Tennessee Aquarium by dmanwarren, on Flickr


Penguin Exhibit by zxgirl, on Flickr


----------



## kingchef (Sep 2, 2009)

i love the chatt aquarium, and to me, the lake nickajack dispaly made me stand an hour to watch. beautiful. there is one other that has the deep green moss---not spagnum, but the short spore, i think, fresh river otters, logs, and i think a waterfall---it was 6 years ago since i was there. i always seem to be called to a chalet in gatlinburg. i am a mountain fan through and through, but most of my close friends and family are nutty beach heads.

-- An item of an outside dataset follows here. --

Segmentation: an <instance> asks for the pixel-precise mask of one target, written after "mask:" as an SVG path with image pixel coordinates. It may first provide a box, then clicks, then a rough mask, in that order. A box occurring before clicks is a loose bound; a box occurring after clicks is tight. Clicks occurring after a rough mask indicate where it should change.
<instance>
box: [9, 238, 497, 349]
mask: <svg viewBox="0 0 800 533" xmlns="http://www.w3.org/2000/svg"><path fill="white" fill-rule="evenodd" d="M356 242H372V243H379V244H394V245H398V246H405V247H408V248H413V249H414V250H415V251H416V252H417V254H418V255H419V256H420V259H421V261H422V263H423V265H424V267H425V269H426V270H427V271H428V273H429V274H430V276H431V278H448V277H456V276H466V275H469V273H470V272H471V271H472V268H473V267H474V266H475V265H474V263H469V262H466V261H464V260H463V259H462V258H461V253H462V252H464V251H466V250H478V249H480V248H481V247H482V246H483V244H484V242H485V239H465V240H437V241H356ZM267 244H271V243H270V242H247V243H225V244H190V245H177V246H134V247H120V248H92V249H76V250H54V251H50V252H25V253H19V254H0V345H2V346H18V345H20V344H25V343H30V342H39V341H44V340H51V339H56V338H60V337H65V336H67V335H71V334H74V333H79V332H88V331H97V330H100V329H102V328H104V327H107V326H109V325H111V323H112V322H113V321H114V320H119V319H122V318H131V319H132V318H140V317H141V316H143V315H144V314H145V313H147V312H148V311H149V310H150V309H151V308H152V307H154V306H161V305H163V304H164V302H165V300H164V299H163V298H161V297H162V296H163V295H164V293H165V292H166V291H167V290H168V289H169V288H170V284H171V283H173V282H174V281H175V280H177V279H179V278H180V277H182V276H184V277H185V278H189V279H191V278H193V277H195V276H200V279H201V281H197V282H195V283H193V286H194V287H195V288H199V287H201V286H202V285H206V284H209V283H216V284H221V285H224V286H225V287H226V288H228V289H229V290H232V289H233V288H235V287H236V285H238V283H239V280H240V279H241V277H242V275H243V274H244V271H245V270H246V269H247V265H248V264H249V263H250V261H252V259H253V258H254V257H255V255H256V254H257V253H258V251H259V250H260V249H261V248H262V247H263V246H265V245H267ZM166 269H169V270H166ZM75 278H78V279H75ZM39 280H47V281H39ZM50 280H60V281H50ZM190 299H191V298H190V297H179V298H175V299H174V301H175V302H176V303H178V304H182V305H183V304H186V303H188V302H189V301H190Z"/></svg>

it is good to see how pretty the opry hotel complex looks. it is nice during the day, but, to me, beautiful at night. from the reports we got from family in nashvlle and in memphis, it was filled w/ over 6 feet of water, and some doubted it would come back. good to see it back on line. i wish i had a dime for every time i have heard someone ask if opryland was going to return. the park at centennial looks so clean and neat, and the last time i went through they must have been doing some work, because there was a metal construction-like fence up on the west side by the lake. anyway, this is a good picture, and i think it is one of those things that so many of my relatives have really been surprised to see in the south. as for the statues, isn't there one of roy acuff and doesn't vanderbilt plaza have some fountains? back in the summer i didn't have time to look around---business to tend to that kept me longer than i wanted to meet, but you may know how that goes---i wanted to know if the little episcopal church somewhere near lower broadway, but i believe the 440 loop almost runs over the top of it. the church is very small, on the corner, and precious. i hope building activity in that area didn't get it. i haven't gotten to see the new symphony hall, but old mckendree umc, does it remain. i have tried for probably from age 18 to get inside to see it, but never have found it open. anyway, thanks for all the help, especially the parthenon. i want to research that information about the dam. later, kc oh, i just remembered, i think the fannie mae battfields had some significant historical markers, but it has been so long since i have kept up on my nashville-davidson history, and things have changed so much---some for the best, some i'll just happen to see.


----------